Danny Mulligan meets me at the coffee urn. He fills two cups. “You pay your taxes, right?” he asks before handing me one.
He leads me to his desk. His Laura Secord letterman jacket is hung over his chair.
“You still talk to Abby Saberhagen?” he asks.
“You and her dated back when, hey?”
He wiggles his ring finger. “Spoken for, now.”
And Abby cries herself to sleep over that.
“Dan—”
“Lieutenant Mulligan.”
“Right, Lieutenant. About Dylan.”
“Not my jurisdiction. Try Juvie services. Or Scared Straight.”
“No, it’s… he’s being harassed. Stalked. Something.”
“Not my jurisdiction. Talk to the principal.”
“Cassie, too.”
“Cassie’s involved?”
“I think so. They’ve got this friend. Dylan calls her a friend, anyway. An online friend. He’s never met her. Nobody has.”
“And Cassie’s involved?”
“All that with the cellphone — this person, young girl or so she says, put them up to it. She’s computer friends with everyone in class.”
“This is your suspect?”
“Right. Sadie.”
“Sadie who?”
“Sadie-the-perverted-old-man-posing-as-a-girlstalking-my-son.”
“I’ll stop you right there. It may actually be a young girl. Infatuation isn’t a crime.”
“What if it’s an adult? This person has… has infiltrated our kids’ class.”
“Nick, I’m backlogged. Got a case where a baby was almost drowned in the toilet at Wal-Mart. I’ve got a pursuable lead on that. Sort of.”
“Mine’s not?”
“Technically, anything’s pursuable. If you have the manpower.” He sips coffee. Skins his lips from teeth as if he’d slugged down a shot of gutrot mezcal. “Listen, I’ll contact Missus Trupholme. We can sit down with the class and talk about the dangers of Internet predation.”

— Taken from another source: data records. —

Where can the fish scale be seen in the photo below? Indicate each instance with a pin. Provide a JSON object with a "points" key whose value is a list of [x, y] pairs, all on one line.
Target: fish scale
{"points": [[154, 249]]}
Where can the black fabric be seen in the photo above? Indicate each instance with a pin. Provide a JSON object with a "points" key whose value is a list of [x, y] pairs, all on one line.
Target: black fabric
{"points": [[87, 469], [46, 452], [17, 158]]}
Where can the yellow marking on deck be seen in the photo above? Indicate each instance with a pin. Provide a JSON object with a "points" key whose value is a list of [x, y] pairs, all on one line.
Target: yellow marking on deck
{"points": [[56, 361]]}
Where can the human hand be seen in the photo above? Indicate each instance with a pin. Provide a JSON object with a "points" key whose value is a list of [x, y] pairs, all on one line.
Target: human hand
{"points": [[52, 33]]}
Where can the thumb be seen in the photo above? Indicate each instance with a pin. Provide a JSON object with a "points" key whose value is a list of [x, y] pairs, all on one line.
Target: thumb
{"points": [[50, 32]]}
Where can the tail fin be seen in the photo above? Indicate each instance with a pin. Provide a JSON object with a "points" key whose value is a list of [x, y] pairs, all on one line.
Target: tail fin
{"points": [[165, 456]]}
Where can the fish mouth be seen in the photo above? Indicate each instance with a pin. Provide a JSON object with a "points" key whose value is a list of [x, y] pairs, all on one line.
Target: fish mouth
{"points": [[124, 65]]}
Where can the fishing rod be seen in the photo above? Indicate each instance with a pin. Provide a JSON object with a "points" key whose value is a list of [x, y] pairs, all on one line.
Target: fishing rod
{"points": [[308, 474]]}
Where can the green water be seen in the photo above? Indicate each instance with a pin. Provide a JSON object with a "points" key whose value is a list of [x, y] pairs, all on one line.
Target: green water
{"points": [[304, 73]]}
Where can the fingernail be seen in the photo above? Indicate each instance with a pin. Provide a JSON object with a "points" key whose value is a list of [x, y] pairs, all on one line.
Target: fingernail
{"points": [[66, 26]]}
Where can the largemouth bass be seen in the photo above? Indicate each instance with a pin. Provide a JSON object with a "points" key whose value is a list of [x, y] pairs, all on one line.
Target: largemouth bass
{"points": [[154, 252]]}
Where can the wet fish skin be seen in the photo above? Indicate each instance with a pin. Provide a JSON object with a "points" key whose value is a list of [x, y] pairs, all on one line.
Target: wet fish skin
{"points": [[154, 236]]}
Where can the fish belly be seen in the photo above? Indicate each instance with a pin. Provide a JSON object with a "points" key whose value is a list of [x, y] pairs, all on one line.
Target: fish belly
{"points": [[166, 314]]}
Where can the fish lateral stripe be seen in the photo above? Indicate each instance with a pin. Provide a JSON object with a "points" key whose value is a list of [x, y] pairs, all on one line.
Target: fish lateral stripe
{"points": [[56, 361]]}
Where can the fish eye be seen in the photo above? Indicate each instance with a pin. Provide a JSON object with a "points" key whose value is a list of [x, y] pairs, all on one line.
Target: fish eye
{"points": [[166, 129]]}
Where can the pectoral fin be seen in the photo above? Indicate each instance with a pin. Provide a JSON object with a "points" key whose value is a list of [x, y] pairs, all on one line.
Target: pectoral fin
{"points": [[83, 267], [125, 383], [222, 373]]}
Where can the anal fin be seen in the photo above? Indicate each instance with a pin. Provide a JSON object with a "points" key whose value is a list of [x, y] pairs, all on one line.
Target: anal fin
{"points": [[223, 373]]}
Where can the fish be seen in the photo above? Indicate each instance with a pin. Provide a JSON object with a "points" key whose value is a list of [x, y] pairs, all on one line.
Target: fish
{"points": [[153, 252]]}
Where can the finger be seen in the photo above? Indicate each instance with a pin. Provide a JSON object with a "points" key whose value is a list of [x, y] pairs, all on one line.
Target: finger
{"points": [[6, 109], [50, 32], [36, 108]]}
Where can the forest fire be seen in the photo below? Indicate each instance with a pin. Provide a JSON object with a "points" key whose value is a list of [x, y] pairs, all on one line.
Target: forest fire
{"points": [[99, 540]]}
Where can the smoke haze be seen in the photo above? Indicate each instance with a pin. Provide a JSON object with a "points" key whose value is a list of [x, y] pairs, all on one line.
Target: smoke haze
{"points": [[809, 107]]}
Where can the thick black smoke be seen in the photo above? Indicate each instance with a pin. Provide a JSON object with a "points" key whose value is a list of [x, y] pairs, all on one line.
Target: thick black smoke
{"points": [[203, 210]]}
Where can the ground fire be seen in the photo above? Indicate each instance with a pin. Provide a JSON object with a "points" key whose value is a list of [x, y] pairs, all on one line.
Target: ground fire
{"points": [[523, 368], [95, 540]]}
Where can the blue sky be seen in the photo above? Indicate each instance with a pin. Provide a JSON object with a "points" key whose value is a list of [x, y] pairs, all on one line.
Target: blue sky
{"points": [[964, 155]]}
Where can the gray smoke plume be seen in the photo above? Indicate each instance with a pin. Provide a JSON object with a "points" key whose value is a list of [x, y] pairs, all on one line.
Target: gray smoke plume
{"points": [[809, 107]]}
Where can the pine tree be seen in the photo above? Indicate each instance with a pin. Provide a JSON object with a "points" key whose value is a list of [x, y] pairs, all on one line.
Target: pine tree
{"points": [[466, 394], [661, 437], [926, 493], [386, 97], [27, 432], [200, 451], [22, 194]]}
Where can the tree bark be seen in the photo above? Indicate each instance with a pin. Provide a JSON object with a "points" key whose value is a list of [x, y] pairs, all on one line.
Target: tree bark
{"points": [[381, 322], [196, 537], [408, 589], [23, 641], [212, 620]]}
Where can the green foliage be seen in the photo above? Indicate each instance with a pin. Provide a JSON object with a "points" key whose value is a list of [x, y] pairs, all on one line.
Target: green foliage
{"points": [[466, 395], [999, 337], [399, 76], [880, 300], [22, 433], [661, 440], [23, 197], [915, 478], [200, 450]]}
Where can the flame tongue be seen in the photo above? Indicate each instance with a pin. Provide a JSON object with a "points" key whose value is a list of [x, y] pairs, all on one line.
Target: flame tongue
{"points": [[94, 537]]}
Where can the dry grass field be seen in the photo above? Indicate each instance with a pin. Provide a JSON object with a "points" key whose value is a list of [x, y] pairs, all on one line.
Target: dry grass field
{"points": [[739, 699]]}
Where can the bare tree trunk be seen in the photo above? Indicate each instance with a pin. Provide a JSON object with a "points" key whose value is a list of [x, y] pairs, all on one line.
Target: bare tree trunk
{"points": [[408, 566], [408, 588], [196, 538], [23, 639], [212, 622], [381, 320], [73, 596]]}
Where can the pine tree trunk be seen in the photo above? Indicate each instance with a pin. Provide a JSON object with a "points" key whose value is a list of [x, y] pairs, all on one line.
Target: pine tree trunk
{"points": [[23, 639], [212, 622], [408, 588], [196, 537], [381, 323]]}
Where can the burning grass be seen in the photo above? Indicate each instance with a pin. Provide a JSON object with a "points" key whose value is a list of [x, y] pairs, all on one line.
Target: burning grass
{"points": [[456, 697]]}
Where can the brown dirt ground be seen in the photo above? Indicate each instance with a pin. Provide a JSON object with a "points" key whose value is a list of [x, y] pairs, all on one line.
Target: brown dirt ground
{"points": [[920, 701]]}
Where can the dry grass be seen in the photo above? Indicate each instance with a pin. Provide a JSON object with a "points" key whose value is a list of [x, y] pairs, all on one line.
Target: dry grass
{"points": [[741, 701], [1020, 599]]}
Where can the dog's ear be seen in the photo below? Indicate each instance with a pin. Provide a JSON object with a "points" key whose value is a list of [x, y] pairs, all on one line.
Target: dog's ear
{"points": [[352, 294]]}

When he can’t find any scrap paper on his desk, Mulligan rummages his blazer pocket, finds a foldedover leaflet and absently writes his home number on its bare white back. He hands it over to me.
He says: “How’s Dylan?”
“Your girl’s a bombthrower.”
“Takes after her old man.”
“Nick, it’s your father.”
“What’s the matter?”
“Just come over.”
Rain fell earlier tonight. Shredded silver mist rolls up the streets to form halos around streetlights.
I’d driven Dylan to Toronto for the weekend. He ran to his mother under the candy-striped overhang of her new condominium complex. I stayed in the car.
Sarah Court. Two lights burning: one in an upper window of Mama Russell’s house, the other in my father’s kitchen. His face is furred with a three-day beard. His skin hangs in doglike folds around his jawbone. He’s drinking peach zinfandel from a box.
“I went into the hospital today,” he says. “Surgery review board. To revoke my license. I scanned the incoming patient list. Abigail Burger. Emergency admission. You’d better drive.”